And the world just keeps on turning
A new era, according to the Maya calendar, began on Friday, with Mexicans celebrating the transition at an all-night vigil in the archaeological remains of the ancient civilisation, whilst some worldwide prepared for doomsday.
According to archaeologists, the so-called Long Count of the 5 200-year Maya calendar - which started on August 11 or 13, 3 114 BC - is set to reach zero on December 21 or 23.
For the Mayans, the end of the 13th ‘baktun’ (a 400-year time period) is a time of regeneration of wisdom and other positive qualities. However, some groups have interpreted it as a warning of an imminent end of the world.

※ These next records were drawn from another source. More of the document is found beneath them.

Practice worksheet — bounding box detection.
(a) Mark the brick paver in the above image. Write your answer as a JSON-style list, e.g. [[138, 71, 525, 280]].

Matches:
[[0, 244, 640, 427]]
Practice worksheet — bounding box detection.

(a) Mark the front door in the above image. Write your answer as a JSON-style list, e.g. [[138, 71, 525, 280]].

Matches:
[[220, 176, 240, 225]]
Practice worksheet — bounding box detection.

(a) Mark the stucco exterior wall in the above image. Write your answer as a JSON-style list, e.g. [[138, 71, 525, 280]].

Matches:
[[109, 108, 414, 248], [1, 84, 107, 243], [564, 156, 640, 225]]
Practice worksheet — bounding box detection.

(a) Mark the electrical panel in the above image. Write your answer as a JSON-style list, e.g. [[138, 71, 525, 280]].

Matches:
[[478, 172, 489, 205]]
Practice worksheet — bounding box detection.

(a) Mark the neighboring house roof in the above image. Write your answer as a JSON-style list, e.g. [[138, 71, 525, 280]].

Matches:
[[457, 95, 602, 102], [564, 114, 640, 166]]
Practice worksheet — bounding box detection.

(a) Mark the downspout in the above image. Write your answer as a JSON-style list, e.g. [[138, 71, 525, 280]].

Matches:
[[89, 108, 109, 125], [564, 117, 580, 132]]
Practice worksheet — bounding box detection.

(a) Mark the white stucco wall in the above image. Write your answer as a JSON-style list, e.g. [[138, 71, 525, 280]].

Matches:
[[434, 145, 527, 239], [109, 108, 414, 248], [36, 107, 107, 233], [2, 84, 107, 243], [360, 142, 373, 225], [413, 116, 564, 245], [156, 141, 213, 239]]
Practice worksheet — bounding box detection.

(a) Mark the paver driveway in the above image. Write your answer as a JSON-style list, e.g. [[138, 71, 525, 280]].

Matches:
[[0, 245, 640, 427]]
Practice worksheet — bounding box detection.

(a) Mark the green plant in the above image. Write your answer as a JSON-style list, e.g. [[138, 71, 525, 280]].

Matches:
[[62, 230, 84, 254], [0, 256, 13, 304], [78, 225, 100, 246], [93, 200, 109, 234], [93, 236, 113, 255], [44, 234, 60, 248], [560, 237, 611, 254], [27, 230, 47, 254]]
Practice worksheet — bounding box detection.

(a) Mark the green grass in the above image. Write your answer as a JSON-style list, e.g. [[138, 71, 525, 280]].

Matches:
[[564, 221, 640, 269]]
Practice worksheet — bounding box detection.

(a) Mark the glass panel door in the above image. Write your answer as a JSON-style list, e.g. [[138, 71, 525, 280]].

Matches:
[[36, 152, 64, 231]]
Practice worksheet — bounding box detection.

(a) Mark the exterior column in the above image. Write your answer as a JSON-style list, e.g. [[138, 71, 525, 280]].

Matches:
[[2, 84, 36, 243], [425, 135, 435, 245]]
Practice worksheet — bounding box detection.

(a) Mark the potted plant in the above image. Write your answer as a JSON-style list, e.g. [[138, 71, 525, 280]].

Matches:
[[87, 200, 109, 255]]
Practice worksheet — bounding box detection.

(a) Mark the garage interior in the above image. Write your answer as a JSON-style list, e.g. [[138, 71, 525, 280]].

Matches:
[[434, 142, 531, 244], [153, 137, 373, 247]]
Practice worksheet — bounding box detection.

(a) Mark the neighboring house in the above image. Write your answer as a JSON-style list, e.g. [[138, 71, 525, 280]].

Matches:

Thousands welcomed the new era at Mexico's archaeological sites. A night vigil was held in front of Chichen Itza, which was closed overnight, to greet the first sunrise of the new era following a 5 200-year period in that ancient civilization's calendar.
About 2 000 Maya spiritual leaders gathered in Ek Balam, which houses a Maya pyramid of the underworld.

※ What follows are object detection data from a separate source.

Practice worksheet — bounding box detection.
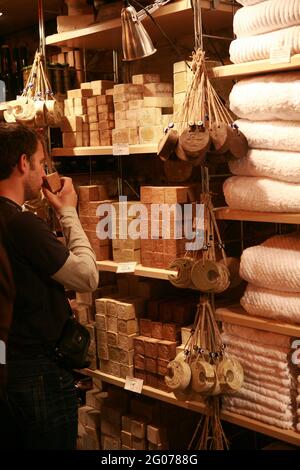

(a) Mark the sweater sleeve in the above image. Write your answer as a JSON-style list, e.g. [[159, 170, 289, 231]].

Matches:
[[51, 207, 99, 292]]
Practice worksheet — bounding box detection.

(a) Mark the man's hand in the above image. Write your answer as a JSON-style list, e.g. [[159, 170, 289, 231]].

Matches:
[[42, 176, 77, 213]]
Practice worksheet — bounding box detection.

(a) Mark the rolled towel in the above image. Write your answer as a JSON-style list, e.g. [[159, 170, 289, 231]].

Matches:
[[223, 322, 292, 346], [240, 284, 300, 324], [240, 233, 300, 292], [236, 119, 300, 152], [229, 149, 300, 183], [223, 176, 300, 212], [223, 404, 292, 431], [233, 0, 300, 38], [222, 333, 290, 362], [229, 72, 300, 121], [236, 0, 267, 7], [229, 26, 300, 64], [224, 395, 293, 421]]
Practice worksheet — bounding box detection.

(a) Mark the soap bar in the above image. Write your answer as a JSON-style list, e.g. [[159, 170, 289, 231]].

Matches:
[[43, 171, 62, 194]]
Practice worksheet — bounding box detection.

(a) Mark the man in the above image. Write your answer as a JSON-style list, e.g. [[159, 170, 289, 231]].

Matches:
[[0, 120, 98, 449]]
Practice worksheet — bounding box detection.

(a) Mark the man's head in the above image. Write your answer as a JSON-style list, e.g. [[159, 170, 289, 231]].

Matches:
[[0, 123, 45, 201]]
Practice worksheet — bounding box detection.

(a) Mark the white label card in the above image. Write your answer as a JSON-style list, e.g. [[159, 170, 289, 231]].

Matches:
[[124, 376, 144, 393], [113, 144, 129, 155], [117, 261, 136, 273], [270, 46, 291, 64]]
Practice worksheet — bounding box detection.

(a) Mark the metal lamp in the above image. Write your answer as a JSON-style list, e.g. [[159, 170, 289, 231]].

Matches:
[[121, 0, 170, 61]]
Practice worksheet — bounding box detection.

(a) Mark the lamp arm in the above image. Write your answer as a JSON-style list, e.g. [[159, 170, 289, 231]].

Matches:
[[131, 0, 171, 21]]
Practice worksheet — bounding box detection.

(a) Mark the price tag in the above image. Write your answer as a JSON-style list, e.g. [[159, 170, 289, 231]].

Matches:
[[270, 46, 291, 64], [117, 261, 136, 273], [124, 376, 144, 393], [113, 144, 129, 155]]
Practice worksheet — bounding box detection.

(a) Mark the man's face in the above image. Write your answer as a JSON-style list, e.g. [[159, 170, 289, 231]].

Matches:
[[24, 141, 45, 201]]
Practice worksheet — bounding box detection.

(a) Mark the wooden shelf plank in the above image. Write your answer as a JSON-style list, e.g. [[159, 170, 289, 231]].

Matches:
[[215, 207, 300, 224], [97, 260, 176, 280], [216, 305, 300, 338], [46, 0, 232, 50], [51, 144, 157, 157], [79, 369, 300, 446], [211, 54, 300, 78]]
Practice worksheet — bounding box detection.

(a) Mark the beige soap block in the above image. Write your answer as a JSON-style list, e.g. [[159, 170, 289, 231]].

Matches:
[[113, 93, 143, 103], [114, 83, 144, 95], [86, 96, 97, 108], [144, 82, 173, 96], [96, 95, 114, 107], [138, 108, 161, 127], [112, 127, 139, 145], [132, 73, 160, 85], [128, 100, 144, 109], [67, 88, 92, 99], [143, 96, 173, 108], [60, 116, 82, 132], [139, 126, 163, 144], [56, 14, 94, 33], [95, 313, 107, 331], [91, 80, 114, 91], [118, 333, 136, 351], [80, 82, 91, 89], [90, 129, 100, 147], [114, 100, 129, 113]]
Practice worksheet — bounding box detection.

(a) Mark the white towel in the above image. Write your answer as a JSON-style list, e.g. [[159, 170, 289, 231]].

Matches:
[[222, 333, 290, 362], [224, 395, 293, 421], [233, 0, 300, 38], [236, 119, 300, 152], [229, 72, 300, 121], [229, 149, 300, 184], [240, 232, 300, 292], [223, 176, 300, 212], [240, 284, 300, 324], [222, 322, 292, 346], [223, 404, 292, 431], [229, 26, 300, 64]]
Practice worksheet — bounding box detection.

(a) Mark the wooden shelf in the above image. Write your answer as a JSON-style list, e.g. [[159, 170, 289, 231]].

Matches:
[[46, 0, 232, 50], [216, 305, 300, 338], [51, 144, 157, 157], [80, 369, 300, 446], [212, 54, 300, 78], [215, 207, 300, 224], [97, 260, 176, 280]]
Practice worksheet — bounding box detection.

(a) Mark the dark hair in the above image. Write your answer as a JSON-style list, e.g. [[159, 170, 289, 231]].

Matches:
[[0, 123, 41, 180]]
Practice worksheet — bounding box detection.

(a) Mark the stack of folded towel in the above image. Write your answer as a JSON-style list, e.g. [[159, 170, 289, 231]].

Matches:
[[222, 323, 297, 429], [229, 0, 300, 64], [224, 0, 300, 212], [240, 233, 300, 323]]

In some cities, such as Merida in the state of Yucatan, people celebrated in bars or restaurants. Many restaurants offered special menus to draw tourists.
"We went Christmas shopping, but the Maya calendar does not really have much relevance for us," Merida resident Marcos Galindo said.

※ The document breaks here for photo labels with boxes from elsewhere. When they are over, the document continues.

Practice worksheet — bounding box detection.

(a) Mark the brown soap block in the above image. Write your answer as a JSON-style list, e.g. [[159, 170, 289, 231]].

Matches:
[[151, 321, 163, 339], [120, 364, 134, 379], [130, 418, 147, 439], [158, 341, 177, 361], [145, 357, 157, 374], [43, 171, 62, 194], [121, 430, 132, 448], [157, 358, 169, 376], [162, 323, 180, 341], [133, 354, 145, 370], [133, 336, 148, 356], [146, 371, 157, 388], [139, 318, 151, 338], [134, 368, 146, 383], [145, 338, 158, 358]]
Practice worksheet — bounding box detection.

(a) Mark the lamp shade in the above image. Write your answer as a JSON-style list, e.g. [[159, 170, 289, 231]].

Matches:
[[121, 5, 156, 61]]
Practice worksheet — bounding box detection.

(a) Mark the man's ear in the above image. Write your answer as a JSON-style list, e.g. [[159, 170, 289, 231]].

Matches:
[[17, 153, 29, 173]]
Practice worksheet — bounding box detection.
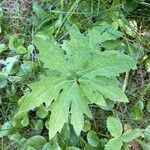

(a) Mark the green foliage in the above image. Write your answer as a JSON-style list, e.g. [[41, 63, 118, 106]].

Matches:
[[16, 23, 135, 139], [0, 0, 150, 150], [105, 117, 144, 150]]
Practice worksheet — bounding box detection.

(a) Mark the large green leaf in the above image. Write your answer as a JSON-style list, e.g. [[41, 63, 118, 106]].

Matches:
[[17, 23, 135, 138], [105, 138, 123, 150], [121, 129, 144, 142]]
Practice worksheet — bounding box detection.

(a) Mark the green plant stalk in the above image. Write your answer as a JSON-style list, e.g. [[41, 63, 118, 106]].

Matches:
[[55, 0, 80, 37]]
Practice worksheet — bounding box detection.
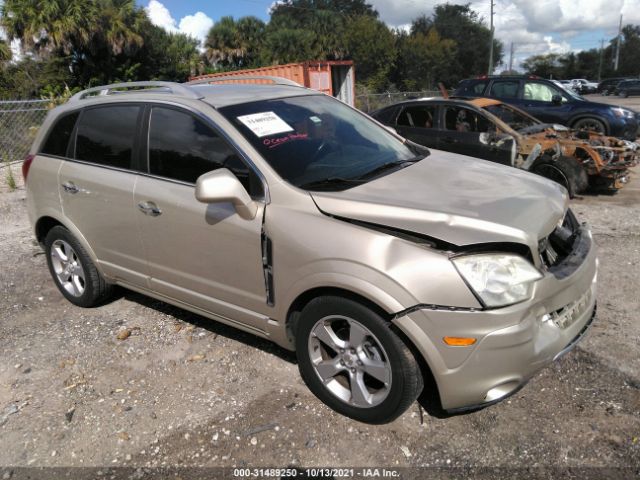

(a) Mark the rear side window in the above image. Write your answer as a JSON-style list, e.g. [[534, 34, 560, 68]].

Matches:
[[444, 107, 495, 133], [489, 80, 520, 98], [41, 112, 79, 157], [456, 80, 489, 97], [398, 105, 436, 128], [523, 82, 560, 102], [76, 105, 140, 169], [149, 107, 263, 196]]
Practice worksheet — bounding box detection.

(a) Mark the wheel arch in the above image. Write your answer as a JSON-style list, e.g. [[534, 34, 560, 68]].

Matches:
[[568, 113, 611, 135], [285, 286, 394, 345], [34, 215, 105, 277]]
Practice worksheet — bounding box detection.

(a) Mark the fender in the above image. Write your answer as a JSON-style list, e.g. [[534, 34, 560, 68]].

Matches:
[[33, 208, 109, 282]]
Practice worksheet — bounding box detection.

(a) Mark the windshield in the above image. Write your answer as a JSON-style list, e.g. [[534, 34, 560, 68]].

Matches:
[[483, 103, 540, 131], [220, 95, 421, 190]]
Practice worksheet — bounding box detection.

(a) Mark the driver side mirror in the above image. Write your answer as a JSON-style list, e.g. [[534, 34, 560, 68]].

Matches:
[[196, 168, 258, 220]]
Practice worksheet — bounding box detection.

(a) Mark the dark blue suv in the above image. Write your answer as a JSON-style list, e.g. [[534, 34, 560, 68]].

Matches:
[[453, 76, 640, 141]]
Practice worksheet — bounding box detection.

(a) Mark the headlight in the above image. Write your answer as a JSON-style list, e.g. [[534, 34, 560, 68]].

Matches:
[[611, 107, 635, 118], [452, 253, 542, 307]]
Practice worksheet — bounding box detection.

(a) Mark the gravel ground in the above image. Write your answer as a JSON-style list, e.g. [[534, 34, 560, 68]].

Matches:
[[0, 163, 640, 479]]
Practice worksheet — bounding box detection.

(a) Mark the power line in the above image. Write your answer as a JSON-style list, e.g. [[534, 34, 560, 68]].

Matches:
[[613, 14, 622, 71]]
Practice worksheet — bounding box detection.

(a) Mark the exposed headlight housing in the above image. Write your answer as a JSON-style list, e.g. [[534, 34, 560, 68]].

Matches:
[[611, 107, 636, 118], [452, 253, 542, 307]]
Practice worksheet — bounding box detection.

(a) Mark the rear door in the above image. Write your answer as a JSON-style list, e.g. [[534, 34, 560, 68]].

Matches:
[[394, 104, 439, 148], [134, 105, 267, 331], [58, 103, 147, 286]]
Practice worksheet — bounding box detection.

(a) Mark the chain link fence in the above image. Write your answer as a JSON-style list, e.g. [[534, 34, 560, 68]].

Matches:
[[356, 90, 442, 113], [0, 100, 50, 163]]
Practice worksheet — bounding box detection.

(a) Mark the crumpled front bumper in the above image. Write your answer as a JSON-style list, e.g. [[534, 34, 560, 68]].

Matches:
[[394, 230, 598, 410]]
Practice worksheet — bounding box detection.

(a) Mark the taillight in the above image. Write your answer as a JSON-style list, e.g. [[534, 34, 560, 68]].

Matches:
[[22, 155, 35, 183]]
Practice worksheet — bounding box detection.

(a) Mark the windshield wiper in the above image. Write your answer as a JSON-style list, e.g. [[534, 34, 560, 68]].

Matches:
[[358, 155, 425, 180], [298, 177, 365, 190]]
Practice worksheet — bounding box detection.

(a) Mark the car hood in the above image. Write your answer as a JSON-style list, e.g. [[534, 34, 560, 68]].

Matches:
[[310, 150, 568, 251]]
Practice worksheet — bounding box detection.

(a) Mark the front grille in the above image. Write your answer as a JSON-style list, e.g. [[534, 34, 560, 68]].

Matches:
[[547, 290, 591, 329], [538, 209, 580, 269]]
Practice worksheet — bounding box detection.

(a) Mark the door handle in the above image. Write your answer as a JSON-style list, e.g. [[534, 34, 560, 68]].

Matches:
[[138, 202, 162, 217], [62, 182, 80, 194]]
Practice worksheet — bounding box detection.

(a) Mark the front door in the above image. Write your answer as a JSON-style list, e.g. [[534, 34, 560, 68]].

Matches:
[[134, 106, 267, 330], [58, 104, 147, 286], [394, 105, 439, 148]]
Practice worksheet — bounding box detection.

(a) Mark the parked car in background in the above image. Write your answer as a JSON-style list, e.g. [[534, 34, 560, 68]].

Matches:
[[597, 77, 633, 96], [571, 78, 598, 94], [615, 79, 640, 97], [23, 77, 598, 423], [453, 76, 638, 141], [372, 98, 640, 196]]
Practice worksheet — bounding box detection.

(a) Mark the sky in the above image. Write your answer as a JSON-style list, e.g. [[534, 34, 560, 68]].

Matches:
[[138, 0, 640, 68], [0, 0, 640, 71]]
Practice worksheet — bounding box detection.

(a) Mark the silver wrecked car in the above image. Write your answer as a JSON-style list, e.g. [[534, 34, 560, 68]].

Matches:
[[23, 79, 597, 423]]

However, in the southern French village of Bugarach, local prefect Eric Frezsselinard banned two rave parties in the area as a precautionary measure to ward off apocalyptic party-goers.
The 1 230-metre mountain where the village is located has been identified by online doom's day theorists as a UFO landing pad from where a few chosen ones will be spirited by aliens to the safety of outer space on December 21.
Freysselinard has declared the village, the Pic de Bugarach mountain and nearby woodlands a no-go zone for non-locals though Saturday.
"We shouldn't exaggerate the situation, but at the same time (we should) take it seriously," the prefect told local media, adding that so far only a few people have tried to reach the summit of the Pic de Bugarach.
The fewer than 200 residents of Bugarach, a place dubbed "the village at the end of the world," have feared doomsdayers will show up en masse for the winter solstice armageddon on Friday.
An organisation in Russia meanwhile reported that Moscow residents are well prepared for any possible apocalypse having at their disposal 1.5 million underground bunkers.
According to Vadim Mikhailov with the excavation investigation organization Digger, dozens of these Moscow bunkers are deeper than the shafts of the city's Metro system.
Though most of these structures were built prior to the current rage for all things Mayan, new construction and renovations of older bunkers for the anticipated doom's day have earned a number of builders tidy sums, said Mikhailov.
In China, police detained more than 1 000 members of the Church of Almighty God, banned by the government as an "evil cult," after it linked its message of the imminent arrival of a female saviour to the ancient Mayan prophecy that the world would end on December 21.
Police also said the actions of Min Yongjun, a 36-year-old who stabbed 23 children in an attack at a primary school in central China's Henan province on December 14, had been influenced by doomsday rumours.
State media have called for regulatory curbs on China's heavily censored internet, saying rumours that the world would end on Friday had shown the dangers of uncontrolled access.
For Mexican writer Homero Aridjis, the most impressive aspect of the Maya era fever is "the survival of the Maya cosmology in the contemporary popular imagination."
"The end of a calendar cycle of a culture which was brutally eliminated 500 years ago has sparked a global uproar," he observed.